Right now, it’s about 35 degrees Fahrenheit and raining. (Also, apparently I had no idea how to spell “Fahrenheit.”) And I just need a little bit of sun.
I’m one of those short-on-serotonin-type people. I know I’m not alone in this. I’m prone to depression, migraines, all manner of anxiety (namely panic attacks and the never-ending dread of getting a stomach bug), and SAD–meaning these short sunless days are KILLER.
I feel a little crazed when it’s 3:00 in the afternoon and the sun is getting low and I cackle and say “there’s never enough time!” creepily, over and over, under my breath. Do you know that feeling? (Oh please say I’m not the only one!) And my house starts to feel like a creepy fishbowl, brightly lit and warm but surrounded by darkness. Supremely claustrophobic.
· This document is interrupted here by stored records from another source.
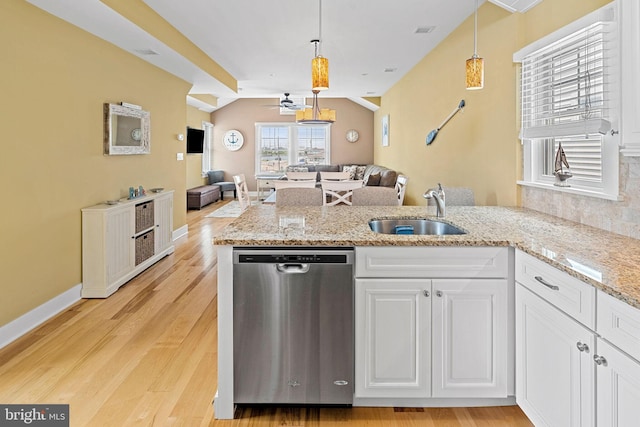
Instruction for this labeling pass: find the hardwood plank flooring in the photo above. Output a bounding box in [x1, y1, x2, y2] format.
[0, 201, 532, 427]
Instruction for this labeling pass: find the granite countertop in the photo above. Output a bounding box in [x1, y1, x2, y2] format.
[214, 205, 640, 308]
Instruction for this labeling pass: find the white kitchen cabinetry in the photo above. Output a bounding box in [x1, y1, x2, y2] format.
[432, 279, 508, 397]
[82, 191, 174, 298]
[618, 0, 640, 156]
[595, 291, 640, 427]
[596, 338, 640, 427]
[516, 284, 595, 427]
[355, 247, 512, 404]
[515, 251, 596, 427]
[355, 279, 431, 397]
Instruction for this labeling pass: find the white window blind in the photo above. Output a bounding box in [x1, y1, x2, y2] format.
[513, 0, 620, 200]
[520, 22, 616, 140]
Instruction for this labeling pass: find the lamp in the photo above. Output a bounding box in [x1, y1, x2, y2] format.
[296, 90, 336, 125]
[466, 0, 484, 90]
[311, 39, 329, 91]
[311, 0, 329, 91]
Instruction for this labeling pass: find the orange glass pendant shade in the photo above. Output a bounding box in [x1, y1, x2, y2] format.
[466, 55, 484, 90]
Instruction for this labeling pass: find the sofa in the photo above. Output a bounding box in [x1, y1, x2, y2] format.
[207, 170, 236, 200]
[286, 164, 398, 187]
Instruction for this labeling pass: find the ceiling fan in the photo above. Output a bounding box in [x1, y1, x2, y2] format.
[266, 92, 311, 111]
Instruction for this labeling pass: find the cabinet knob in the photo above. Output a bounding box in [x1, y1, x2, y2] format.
[576, 341, 589, 353]
[593, 354, 607, 366]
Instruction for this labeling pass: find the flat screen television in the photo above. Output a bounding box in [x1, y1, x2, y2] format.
[187, 128, 204, 154]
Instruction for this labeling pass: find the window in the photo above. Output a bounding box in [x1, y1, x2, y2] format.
[514, 4, 619, 199]
[202, 122, 213, 177]
[256, 123, 331, 174]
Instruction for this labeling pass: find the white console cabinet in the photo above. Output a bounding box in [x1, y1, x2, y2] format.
[355, 247, 513, 405]
[82, 191, 174, 298]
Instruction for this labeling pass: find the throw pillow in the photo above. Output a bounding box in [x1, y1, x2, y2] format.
[342, 165, 357, 179]
[367, 173, 380, 187]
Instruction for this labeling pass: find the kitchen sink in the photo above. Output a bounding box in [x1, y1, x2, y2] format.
[369, 218, 467, 236]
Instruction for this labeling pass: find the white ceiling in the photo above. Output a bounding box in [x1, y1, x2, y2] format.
[27, 0, 528, 109]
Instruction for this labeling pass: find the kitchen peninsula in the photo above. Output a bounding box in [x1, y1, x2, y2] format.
[214, 205, 640, 422]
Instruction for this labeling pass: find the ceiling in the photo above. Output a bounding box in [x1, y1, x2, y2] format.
[27, 0, 540, 111]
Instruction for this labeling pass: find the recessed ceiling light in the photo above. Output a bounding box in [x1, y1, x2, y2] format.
[415, 25, 436, 34]
[133, 48, 160, 55]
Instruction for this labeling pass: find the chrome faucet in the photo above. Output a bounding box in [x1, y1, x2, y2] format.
[422, 183, 446, 218]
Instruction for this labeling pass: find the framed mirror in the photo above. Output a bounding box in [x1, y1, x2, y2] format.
[104, 104, 151, 156]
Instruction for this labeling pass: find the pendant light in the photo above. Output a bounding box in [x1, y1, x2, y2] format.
[466, 0, 484, 90]
[311, 0, 329, 91]
[296, 0, 336, 125]
[296, 90, 336, 125]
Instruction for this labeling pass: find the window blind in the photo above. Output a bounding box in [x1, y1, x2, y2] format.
[520, 22, 615, 140]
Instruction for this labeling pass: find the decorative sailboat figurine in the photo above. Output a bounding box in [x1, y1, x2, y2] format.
[553, 143, 573, 187]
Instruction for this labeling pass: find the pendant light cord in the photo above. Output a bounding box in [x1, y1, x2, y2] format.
[472, 0, 478, 58]
[316, 0, 322, 56]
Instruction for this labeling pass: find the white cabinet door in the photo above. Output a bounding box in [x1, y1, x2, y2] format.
[355, 279, 431, 398]
[432, 279, 508, 397]
[154, 193, 173, 254]
[596, 338, 640, 427]
[516, 284, 595, 427]
[105, 207, 135, 284]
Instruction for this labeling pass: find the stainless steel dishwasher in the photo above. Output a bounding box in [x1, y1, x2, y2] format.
[233, 248, 354, 405]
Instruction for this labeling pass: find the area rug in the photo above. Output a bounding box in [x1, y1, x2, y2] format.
[205, 200, 256, 218]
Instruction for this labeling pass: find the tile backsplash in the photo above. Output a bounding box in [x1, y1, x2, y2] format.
[522, 157, 640, 239]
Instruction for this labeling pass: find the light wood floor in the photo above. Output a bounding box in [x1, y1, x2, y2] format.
[0, 202, 532, 427]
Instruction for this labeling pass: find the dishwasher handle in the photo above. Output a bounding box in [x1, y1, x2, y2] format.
[276, 263, 309, 274]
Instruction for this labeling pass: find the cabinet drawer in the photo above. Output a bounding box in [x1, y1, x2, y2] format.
[356, 246, 509, 279]
[516, 251, 596, 330]
[596, 290, 640, 360]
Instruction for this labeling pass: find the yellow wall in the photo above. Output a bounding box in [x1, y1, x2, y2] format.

And I just throw up my hands at that point because if I haven’t gotten anything done by 3, I feel like the day was a wash and I should just give up and feel bad about myself, throw some food at my kids and wait for bedtime.
This is killer for productivity. Obviously. So I’m committing to writing 500 words a day for my sanity. I’m committing to one art project or board game or cooking project with the kids.
I’m going to savor my afternoon tea. I’m going to sing along to all the songs. A big “screw you” to the negative thoughts. Won’t you join me?